Variance-reduced reshuffling gradient descent for nonconvex optimization: Centralized and distributed algorithms

Xia Jiang, Xianlin Zeng, Lihua Xie, Jian Sun, Jie Chen

Published: 01 Jan 2025, Last Modified: 15 Nov 2024Autom. 2025EveryoneRevisionsBibTeXCC BY-SA 4.0

Abstract: Nonconvex finite-sum optimization plays a crucial role in signal processing and machine learning, fueling the development of numerous centralized and distributed stochastic algorithms. However, existing stochastic optimization algorithms often suffer from high stochastic gradient variance due to the use of random sampling with replacement. To address this issue, this paper introduces an explicit variance-reduction step and proposes variance-reduced reshuffling gradient algorithms with a sampling-without-replacement scheme. Specifically, this paper proves that the proposed centralized variance-reduced reshuffling gradient algorithm (VR-RG) with constant step sizes converges to a stationary point for nonconvex optimization under the Kurdyka–Łojasiewicz condition.

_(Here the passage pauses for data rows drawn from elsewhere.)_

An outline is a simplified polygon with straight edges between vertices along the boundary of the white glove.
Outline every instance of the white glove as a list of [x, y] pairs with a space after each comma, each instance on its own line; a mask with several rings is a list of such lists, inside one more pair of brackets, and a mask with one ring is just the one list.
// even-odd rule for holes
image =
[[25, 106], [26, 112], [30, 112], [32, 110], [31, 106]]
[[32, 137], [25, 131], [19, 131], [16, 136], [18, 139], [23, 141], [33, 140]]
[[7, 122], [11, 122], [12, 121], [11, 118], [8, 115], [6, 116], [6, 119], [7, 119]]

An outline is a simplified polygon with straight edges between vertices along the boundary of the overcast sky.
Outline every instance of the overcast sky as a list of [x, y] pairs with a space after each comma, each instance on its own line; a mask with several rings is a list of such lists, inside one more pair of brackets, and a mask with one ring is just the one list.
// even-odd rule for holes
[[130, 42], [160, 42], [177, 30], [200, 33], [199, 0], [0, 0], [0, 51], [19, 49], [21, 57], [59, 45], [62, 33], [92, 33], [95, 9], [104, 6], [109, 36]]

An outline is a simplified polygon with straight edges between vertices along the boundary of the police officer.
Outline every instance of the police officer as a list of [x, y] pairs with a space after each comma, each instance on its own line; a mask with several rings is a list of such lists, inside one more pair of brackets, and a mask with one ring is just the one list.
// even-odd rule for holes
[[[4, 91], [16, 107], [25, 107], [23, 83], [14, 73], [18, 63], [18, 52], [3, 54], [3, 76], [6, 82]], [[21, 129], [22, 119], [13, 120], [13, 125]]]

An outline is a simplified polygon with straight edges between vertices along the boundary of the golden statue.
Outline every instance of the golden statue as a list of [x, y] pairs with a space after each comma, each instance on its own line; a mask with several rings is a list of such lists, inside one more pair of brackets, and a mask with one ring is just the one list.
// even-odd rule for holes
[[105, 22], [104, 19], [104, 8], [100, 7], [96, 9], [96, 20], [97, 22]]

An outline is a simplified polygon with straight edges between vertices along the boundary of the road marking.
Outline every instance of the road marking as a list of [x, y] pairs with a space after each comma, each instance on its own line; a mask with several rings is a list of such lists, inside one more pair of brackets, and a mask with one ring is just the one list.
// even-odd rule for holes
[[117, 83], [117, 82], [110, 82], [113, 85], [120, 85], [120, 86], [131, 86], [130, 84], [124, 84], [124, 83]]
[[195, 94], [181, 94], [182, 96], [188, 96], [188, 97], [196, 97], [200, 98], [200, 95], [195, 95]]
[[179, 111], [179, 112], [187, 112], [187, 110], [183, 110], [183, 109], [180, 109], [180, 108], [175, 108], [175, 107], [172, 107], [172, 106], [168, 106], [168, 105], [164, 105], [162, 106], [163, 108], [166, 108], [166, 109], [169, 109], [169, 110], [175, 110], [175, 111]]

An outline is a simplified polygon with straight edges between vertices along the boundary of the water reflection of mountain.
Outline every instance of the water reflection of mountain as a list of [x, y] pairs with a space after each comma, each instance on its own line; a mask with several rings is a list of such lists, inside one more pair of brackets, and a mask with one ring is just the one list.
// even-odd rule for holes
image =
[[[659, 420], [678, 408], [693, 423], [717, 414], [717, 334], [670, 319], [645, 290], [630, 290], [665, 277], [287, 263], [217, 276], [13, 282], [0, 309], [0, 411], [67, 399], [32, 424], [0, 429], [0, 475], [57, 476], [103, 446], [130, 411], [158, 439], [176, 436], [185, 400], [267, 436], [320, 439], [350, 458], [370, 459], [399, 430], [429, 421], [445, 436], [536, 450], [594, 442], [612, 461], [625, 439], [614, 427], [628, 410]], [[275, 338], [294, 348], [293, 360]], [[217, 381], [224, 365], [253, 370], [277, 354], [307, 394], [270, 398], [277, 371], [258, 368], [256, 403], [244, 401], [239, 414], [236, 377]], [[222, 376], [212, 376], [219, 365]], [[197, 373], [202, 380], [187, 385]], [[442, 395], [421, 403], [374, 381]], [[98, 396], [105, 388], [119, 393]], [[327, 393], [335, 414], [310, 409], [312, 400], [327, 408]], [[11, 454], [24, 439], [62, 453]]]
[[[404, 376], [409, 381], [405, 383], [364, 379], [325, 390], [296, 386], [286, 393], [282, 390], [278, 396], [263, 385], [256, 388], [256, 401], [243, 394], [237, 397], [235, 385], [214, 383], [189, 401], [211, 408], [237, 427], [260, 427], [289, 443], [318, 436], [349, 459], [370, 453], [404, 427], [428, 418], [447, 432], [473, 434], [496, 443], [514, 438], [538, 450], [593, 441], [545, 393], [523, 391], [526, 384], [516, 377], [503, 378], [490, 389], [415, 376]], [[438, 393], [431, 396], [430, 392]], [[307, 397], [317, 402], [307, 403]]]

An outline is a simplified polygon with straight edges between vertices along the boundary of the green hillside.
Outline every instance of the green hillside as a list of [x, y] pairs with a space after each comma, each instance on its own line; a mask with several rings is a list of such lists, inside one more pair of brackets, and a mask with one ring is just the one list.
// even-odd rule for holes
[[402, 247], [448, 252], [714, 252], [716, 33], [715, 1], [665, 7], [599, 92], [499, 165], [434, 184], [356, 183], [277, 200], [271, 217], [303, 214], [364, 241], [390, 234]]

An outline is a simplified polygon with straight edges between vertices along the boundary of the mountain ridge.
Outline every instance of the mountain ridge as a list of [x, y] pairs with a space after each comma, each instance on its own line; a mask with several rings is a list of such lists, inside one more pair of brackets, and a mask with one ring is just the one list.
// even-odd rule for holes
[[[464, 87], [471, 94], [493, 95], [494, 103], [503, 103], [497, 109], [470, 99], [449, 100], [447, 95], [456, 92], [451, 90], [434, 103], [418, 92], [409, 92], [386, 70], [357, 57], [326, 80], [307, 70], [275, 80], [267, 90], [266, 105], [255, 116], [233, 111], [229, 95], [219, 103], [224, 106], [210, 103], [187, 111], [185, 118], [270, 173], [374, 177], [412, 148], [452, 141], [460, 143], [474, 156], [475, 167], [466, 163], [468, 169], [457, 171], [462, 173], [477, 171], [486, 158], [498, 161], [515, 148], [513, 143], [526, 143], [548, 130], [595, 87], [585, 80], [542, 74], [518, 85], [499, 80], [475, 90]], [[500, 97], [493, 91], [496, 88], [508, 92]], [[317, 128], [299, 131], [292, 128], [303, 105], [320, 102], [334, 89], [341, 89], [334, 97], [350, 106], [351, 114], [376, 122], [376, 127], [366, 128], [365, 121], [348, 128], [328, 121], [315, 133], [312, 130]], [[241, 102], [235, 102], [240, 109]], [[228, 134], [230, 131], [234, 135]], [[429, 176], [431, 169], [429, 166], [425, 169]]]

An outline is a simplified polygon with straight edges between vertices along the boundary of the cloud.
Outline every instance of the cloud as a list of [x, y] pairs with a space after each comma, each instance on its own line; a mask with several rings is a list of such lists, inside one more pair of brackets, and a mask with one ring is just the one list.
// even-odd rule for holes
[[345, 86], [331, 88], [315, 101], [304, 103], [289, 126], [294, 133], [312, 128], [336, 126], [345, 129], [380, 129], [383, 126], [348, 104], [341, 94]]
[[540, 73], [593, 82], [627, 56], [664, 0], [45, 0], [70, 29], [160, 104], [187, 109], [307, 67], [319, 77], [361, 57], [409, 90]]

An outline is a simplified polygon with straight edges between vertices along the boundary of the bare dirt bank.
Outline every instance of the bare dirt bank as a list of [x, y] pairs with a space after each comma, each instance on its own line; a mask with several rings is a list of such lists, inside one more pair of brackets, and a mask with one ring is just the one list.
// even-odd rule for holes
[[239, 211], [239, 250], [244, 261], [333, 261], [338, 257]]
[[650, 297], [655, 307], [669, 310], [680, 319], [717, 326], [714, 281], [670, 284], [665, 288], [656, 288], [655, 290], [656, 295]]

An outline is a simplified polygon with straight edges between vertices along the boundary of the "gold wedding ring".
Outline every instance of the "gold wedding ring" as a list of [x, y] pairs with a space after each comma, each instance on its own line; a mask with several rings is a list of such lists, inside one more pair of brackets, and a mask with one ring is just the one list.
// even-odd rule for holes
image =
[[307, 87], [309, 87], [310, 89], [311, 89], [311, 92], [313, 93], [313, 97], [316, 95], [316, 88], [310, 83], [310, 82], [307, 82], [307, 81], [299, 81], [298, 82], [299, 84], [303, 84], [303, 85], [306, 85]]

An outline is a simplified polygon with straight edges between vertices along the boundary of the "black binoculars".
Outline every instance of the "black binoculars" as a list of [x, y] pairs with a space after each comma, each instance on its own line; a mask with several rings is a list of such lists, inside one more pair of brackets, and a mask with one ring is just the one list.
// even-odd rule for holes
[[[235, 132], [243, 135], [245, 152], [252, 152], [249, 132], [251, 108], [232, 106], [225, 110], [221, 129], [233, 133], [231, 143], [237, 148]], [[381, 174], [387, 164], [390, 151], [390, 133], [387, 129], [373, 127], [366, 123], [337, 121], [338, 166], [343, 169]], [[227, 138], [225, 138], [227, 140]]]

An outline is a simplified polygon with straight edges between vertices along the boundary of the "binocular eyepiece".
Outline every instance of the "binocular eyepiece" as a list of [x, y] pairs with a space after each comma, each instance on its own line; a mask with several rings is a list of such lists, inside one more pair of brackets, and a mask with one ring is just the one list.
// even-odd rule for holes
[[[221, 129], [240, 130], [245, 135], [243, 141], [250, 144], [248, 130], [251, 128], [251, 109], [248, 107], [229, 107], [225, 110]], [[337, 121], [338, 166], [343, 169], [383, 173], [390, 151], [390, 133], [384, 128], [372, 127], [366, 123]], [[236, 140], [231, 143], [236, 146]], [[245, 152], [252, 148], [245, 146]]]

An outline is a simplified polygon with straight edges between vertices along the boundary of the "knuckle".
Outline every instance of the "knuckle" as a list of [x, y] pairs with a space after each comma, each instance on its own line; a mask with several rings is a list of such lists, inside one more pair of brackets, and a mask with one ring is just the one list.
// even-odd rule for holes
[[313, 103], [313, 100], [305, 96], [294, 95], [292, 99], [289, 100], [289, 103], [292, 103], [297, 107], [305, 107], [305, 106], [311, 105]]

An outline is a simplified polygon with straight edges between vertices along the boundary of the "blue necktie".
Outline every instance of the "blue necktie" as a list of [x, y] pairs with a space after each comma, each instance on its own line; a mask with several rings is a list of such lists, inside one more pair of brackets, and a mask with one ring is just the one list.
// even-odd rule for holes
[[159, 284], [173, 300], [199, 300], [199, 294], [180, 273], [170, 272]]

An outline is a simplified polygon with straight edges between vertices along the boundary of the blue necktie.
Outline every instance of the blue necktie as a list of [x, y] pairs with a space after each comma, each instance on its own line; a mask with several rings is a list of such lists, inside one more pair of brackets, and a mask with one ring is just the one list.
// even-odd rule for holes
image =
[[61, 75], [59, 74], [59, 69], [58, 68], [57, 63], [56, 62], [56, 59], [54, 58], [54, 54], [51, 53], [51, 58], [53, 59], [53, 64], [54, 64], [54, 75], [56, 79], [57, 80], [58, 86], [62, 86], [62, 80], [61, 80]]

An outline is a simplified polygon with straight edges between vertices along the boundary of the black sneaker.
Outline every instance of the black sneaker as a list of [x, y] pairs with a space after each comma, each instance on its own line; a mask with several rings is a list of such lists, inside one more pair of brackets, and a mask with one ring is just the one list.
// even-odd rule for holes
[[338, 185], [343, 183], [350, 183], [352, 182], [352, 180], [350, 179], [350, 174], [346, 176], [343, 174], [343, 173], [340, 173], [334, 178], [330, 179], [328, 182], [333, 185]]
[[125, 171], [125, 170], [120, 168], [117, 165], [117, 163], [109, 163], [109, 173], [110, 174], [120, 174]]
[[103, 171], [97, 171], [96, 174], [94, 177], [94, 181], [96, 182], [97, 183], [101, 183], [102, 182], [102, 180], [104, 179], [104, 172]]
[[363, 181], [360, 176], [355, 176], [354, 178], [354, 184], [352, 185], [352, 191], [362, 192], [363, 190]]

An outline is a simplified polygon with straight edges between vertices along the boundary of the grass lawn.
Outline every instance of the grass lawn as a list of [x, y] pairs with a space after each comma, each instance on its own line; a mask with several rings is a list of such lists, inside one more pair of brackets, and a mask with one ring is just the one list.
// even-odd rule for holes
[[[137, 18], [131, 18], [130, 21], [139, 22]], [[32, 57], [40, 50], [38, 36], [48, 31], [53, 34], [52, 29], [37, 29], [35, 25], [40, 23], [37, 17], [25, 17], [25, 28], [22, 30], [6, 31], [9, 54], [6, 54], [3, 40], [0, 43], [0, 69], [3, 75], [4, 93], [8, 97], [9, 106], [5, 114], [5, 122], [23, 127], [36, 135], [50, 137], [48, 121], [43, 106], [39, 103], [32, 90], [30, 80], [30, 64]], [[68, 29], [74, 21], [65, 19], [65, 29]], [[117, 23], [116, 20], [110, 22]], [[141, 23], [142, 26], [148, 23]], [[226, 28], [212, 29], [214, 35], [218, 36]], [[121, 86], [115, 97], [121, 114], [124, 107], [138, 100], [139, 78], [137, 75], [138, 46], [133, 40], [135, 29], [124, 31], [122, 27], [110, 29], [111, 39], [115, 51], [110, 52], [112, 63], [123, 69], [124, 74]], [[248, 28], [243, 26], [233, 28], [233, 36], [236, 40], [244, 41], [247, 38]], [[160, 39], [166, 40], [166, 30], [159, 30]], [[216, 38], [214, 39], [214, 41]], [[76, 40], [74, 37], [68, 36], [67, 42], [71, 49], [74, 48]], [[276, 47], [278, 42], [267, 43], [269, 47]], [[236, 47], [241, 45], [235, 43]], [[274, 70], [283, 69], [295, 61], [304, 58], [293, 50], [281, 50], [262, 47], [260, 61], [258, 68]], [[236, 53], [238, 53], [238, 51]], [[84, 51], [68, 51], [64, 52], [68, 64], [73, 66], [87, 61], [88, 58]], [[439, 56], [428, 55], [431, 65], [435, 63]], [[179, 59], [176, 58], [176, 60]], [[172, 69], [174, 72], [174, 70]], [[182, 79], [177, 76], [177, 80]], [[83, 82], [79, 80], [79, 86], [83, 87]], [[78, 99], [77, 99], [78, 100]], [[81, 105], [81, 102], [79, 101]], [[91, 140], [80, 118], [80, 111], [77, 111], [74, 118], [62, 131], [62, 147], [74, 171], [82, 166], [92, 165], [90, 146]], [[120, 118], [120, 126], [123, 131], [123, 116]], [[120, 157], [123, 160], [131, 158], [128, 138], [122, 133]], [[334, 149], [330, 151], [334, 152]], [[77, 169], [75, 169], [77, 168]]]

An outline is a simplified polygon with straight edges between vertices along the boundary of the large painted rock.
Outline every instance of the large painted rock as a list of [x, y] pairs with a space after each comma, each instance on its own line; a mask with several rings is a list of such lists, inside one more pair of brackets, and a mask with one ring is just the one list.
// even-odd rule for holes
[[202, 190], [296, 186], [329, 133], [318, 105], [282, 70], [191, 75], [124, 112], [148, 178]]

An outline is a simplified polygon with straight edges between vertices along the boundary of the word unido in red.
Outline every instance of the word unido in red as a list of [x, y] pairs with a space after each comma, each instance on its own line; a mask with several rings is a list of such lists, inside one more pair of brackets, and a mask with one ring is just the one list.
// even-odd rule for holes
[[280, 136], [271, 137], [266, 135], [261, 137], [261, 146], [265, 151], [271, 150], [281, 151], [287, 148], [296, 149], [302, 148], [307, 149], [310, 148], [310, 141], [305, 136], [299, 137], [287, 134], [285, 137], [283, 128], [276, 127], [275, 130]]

Moreover, for nonconvex optimization over connected multi-agent networks, the proposed distributed variance-reduced reshuffling gradient algorithm (DVR-RG) converges to a neighborhood of stationary points, where the neighborhood can be made arbitrarily small under mild conditions. Notably, the proposed DVR-RG requires only one communication round at each epoch. Finally, numerical simulations demonstrate the efficiency of the proposed algorithms.